Malfatti et al. (2015) reported a female infant, born of consanguineous Portuguese parents, with severe nemaline myopathy and fatal cardiomyopathy. Prenatal ultrasound at 22 weeks' gestation showed reduced left ventricle and aortic valve growth. After birth, the infant showed hypotonia with reduced spontaneous movements, tendon contractures, and poor feeding. She also had dysmorphic features, including transversal enlargement of the skull, small and horizontal palpebral fissures, high-arched palate, low-set ears, pectus excavatum, large and low implanted thumbs, and clinodactyly. Cardiac abnormalities included hypertrophic left cavities, interatrial communication, and pulmonary hypertension. She had hemodynamic instability and poor respiratory status, resulting in death at age 4.5 months. Muscle biopsy showed marked fiber size variability and atrophic fibers with rare centralized nuclei. Small nemaline bodies were found in about 40% of fibers. Postmortem examination was not performed. Malfatti et al. (2015) noted that Klippel-Feil syndrome was diagnosed during childhood in the patients reported by Alazami et al. (2015), whereas their Portuguese patient died at 4.5 months of age; radiographs were not performed on the patient reported by Malfatti et al. (2015). Malfatti et al. (2015) suggested that the cardiomyopathy observed in this patient may be variant-specific, since a truncated MYO18B protein was detected in muscle samples from the infant; this may have caused a toxic effect as opposed to complete loss of MYO18B that was found in the patients reported by Alazami et al. (2015). Mutations in major nemaline myopathy genes had been excluded in the patient reported by Malfatti et al. (2015); she was 1 of 34 patients with mild nemaline myopathy and 17 with severe nemaline myopathy who underwent exome sequencing.

Inheritance

The transmission pattern of KFS4 in the families reported by Alazami et al. (2015) was consistent with autosomal recessive inheritance.

Molecular Genetics

In a boy and a girl from unrelated consanguineous Saudi families with Klippel-Feil syndrome and myopathy, who were negative for mutation in Noonan syndrome (see 163950)-associated genes, Alazami et al. (2015) performed homozygosity mapping and found a single locus of identical haplotype spanning chr22:25641025-26665674 (GRCh37). Whole-exome sequencing identified homozygosity for a nonsense mutation in the MYO18B gene (S2302X; 607295.0001) that segregated with disease in both families. Analysis of the exome data for variants in 10 genes linked to nemaline myopathy did not reveal any other variants of interest.

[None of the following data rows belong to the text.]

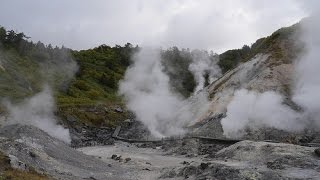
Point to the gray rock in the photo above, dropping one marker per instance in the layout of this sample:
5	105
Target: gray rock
16	164
317	151
118	109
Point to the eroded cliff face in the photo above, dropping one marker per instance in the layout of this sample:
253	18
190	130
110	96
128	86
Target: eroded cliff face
271	69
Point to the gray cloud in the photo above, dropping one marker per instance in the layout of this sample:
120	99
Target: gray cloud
205	24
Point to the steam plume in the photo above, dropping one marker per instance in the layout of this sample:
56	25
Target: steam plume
253	110
307	87
202	64
38	111
146	88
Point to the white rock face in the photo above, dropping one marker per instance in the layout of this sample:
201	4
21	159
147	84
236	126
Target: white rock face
259	74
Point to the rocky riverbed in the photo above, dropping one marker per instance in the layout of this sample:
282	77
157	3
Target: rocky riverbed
33	149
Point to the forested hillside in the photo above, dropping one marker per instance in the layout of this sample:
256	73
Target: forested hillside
85	82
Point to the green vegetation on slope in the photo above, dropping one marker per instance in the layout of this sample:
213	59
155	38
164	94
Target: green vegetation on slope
91	95
281	45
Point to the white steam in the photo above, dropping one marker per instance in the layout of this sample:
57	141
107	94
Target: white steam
253	110
202	64
306	92
147	91
38	111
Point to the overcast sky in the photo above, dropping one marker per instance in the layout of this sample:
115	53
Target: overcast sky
205	24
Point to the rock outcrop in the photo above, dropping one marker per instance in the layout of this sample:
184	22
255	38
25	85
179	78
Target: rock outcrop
34	148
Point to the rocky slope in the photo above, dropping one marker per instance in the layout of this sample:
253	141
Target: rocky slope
270	68
30	149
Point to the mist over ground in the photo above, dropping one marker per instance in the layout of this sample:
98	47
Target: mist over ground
38	109
148	94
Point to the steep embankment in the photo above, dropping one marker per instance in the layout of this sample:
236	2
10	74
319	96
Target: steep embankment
268	67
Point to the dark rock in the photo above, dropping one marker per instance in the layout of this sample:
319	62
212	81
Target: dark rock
317	151
114	156
169	174
275	165
118	109
32	154
204	165
189	171
118	158
185	163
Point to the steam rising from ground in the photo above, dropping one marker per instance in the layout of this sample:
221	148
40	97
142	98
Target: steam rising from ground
255	110
204	64
147	91
306	92
38	111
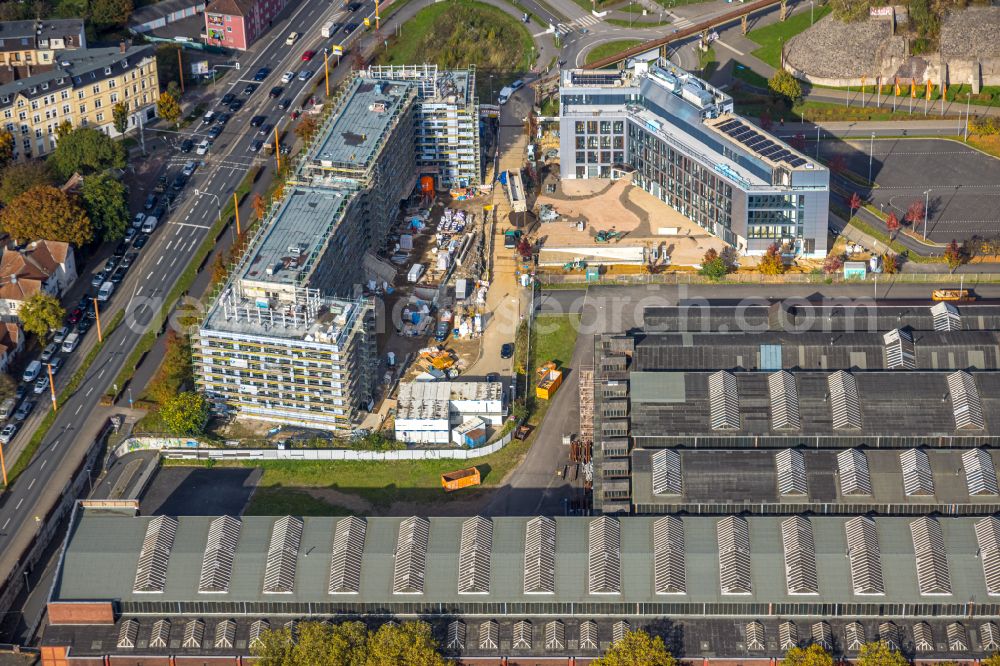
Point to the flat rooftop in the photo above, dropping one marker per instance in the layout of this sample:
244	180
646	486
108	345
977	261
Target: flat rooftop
915	404
102	558
734	480
360	124
295	236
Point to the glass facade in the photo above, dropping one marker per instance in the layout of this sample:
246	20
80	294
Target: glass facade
775	217
681	182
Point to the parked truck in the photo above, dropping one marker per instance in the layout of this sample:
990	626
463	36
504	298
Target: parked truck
461	478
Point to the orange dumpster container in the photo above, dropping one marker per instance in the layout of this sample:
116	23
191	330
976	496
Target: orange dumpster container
460	479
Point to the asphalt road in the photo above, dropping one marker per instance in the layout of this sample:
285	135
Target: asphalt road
161	263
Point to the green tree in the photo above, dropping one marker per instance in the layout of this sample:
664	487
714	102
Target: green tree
772	263
110	13
119	113
814	655
86	150
19	177
41	313
47	213
6	147
105	199
185	414
349	644
713	266
175	371
168	108
878	653
637	648
785	85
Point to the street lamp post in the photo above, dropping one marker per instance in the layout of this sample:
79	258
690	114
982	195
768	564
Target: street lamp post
871	154
927	194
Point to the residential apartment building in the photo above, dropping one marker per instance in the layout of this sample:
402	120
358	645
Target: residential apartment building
26	46
678	138
81	88
289	340
236	24
446	121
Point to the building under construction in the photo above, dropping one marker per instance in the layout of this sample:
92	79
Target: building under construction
446	121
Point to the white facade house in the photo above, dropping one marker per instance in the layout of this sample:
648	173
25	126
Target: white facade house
426	412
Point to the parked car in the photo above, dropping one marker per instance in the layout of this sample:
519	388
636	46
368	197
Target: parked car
49	351
8	433
23	410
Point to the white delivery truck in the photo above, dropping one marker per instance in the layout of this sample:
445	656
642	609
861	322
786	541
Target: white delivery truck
104	293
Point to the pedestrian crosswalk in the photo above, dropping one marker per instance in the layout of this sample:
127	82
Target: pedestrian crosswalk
584	22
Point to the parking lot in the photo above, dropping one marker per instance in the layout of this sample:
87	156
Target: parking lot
962	184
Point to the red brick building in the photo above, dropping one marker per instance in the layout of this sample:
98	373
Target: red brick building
236	24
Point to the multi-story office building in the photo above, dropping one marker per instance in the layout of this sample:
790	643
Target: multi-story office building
446	122
678	138
81	87
289	340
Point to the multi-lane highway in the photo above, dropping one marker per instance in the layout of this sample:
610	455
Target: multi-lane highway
167	254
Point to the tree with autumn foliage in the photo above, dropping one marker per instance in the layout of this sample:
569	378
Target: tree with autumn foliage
892	224
772	263
47	213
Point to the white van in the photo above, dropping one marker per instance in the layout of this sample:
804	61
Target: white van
7	408
31	372
71	341
103	294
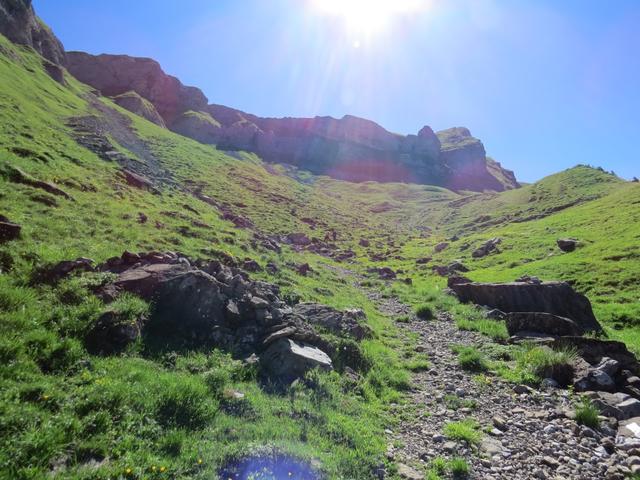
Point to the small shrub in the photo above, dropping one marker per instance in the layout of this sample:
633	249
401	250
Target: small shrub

Malfatti et al. (2015) reported a female infant, born of consanguineous Portuguese parents, with nemaline myopathy, dysmorphic facial features, and fatal cardiomyopathy associated with a homozygous truncating variant in the MYO18B gene (E2166X; 607295.0002). The infant died at age 4.5 months; Klippel-Feil anomaly was not observed, but radiographs were not performed. The variant was found by exome sequencing and segregated with the disorder in the family.